Текст книги "Метели, декабрь"
Автор книги: Иван Мележ
сообщить о нарушении
Текущая страница: 5 (всего у книги 24 страниц)
Глава пятая
1
На крыльце сразу навалилась, обступила холодная, с ветром темь. После света в первое мгновение почти ничего не было видно. Башлыков остановился.
– Метет! Холодина! – очутилась рядом Параска. – Сама природа за то, чтоб переждали!
– Правда, заночуйте… – помог ей Борис.
Башлыков твердо отрезал:
– Нет! – придерживаясь за перила, стал решительно сходить по ступенькам.
Теперь глаза привыкли к темени, не так уж и темно. В серой полумгле зимней ночи четко вырисовывались силуэты коней, фигуры возниц, два возка. Башлыков окликнул своего возницу, двинулся на голос. Вышли из школы и остальные, молча смотрели, как он усаживается на заднем сиденье. Похоже, что ждали еще чего-то.
Он молчал. Возница оглянулся, дернул вожжами, и все, кто стоял рядом – Дорошка, Казаченко, Гайлис, Глушак, – скрылись в темноте.

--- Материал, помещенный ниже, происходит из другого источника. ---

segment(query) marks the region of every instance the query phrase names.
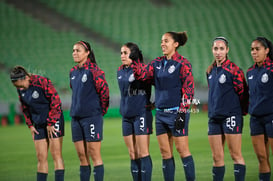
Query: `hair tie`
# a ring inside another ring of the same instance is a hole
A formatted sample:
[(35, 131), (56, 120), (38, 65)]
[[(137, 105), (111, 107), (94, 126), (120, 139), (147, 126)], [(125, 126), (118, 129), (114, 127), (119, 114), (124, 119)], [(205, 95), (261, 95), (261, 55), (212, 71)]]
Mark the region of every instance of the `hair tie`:
[(225, 44), (228, 46), (228, 41), (227, 41), (227, 39), (226, 39), (225, 37), (223, 37), (223, 36), (216, 37), (216, 38), (213, 40), (213, 42), (215, 42), (215, 41), (217, 41), (217, 40), (220, 40), (220, 41), (225, 42)]
[(86, 48), (86, 50), (89, 50), (87, 45), (83, 41), (79, 41), (79, 43), (82, 44)]

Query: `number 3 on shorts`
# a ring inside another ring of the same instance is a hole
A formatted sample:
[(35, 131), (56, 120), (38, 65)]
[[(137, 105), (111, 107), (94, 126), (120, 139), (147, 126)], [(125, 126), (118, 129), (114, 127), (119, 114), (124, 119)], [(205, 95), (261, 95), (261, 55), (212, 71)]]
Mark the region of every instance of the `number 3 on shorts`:
[(231, 117), (227, 118), (226, 119), (226, 126), (227, 126), (227, 128), (233, 130), (234, 127), (236, 126), (236, 117), (231, 116)]

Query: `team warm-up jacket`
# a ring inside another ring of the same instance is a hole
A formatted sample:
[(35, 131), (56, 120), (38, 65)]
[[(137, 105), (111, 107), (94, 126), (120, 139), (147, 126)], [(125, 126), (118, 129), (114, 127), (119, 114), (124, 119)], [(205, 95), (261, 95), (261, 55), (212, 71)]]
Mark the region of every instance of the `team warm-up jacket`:
[(131, 66), (120, 66), (117, 71), (120, 89), (120, 114), (123, 117), (138, 116), (146, 111), (150, 104), (151, 84), (136, 80)]
[(249, 86), (249, 114), (265, 116), (273, 114), (273, 63), (266, 58), (262, 66), (255, 63), (247, 71)]
[(60, 97), (51, 81), (31, 75), (28, 89), (17, 89), (28, 127), (55, 124), (62, 115)]
[(244, 72), (230, 60), (220, 67), (216, 62), (207, 74), (209, 118), (226, 118), (246, 114), (248, 87)]
[(190, 107), (194, 95), (192, 67), (178, 52), (170, 60), (162, 56), (147, 65), (133, 62), (132, 67), (137, 79), (153, 80), (157, 109), (179, 107), (185, 111)]
[(72, 89), (71, 117), (90, 117), (104, 115), (109, 106), (109, 87), (104, 72), (87, 60), (82, 67), (70, 70)]

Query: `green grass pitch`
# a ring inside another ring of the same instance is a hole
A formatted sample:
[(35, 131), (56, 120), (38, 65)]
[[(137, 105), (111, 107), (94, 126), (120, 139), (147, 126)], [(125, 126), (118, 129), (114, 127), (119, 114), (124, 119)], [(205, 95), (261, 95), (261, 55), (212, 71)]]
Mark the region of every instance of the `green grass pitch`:
[[(63, 143), (65, 161), (65, 180), (79, 180), (79, 161), (71, 141), (70, 122), (66, 122)], [(36, 156), (30, 132), (25, 125), (0, 127), (0, 181), (29, 181), (36, 179)], [(207, 113), (191, 115), (189, 144), (192, 152), (196, 180), (212, 180), (212, 157), (207, 139)], [(245, 117), (243, 130), (242, 152), (246, 161), (246, 180), (258, 180), (258, 161), (254, 154), (249, 135), (249, 117)], [(150, 154), (153, 161), (152, 180), (163, 180), (161, 156), (155, 133), (151, 135)], [(185, 180), (181, 160), (175, 152), (176, 180)], [(102, 142), (102, 158), (105, 168), (105, 181), (132, 180), (130, 175), (130, 160), (127, 148), (121, 134), (120, 118), (105, 118), (104, 140)], [(48, 180), (54, 180), (54, 169), (49, 154)], [(271, 157), (270, 162), (273, 159)], [(233, 162), (227, 147), (225, 147), (226, 174), (225, 180), (234, 180)], [(93, 175), (91, 176), (93, 180)]]

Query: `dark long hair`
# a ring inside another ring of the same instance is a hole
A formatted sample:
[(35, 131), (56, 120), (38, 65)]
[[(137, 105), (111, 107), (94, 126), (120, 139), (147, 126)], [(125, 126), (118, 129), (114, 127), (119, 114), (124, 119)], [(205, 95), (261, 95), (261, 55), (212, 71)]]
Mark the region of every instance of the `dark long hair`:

Вдоль школьного двора зимняя дорога к шляху. На самом выезде возок нагнал нескольких участников сходки, которые неохотно сошли с дороги в снег. Когда промчался мимо, показалось, спину пронизывают недобрые взгляды, невольно насторожился. Настороженность росла, когда, словно преследуя его, полезли в глаза убогие, враждебно притаившиеся очертания: справа – недавней улицы с хатами, хлевами, гумнами, а слева – загуменья той, старой части деревни.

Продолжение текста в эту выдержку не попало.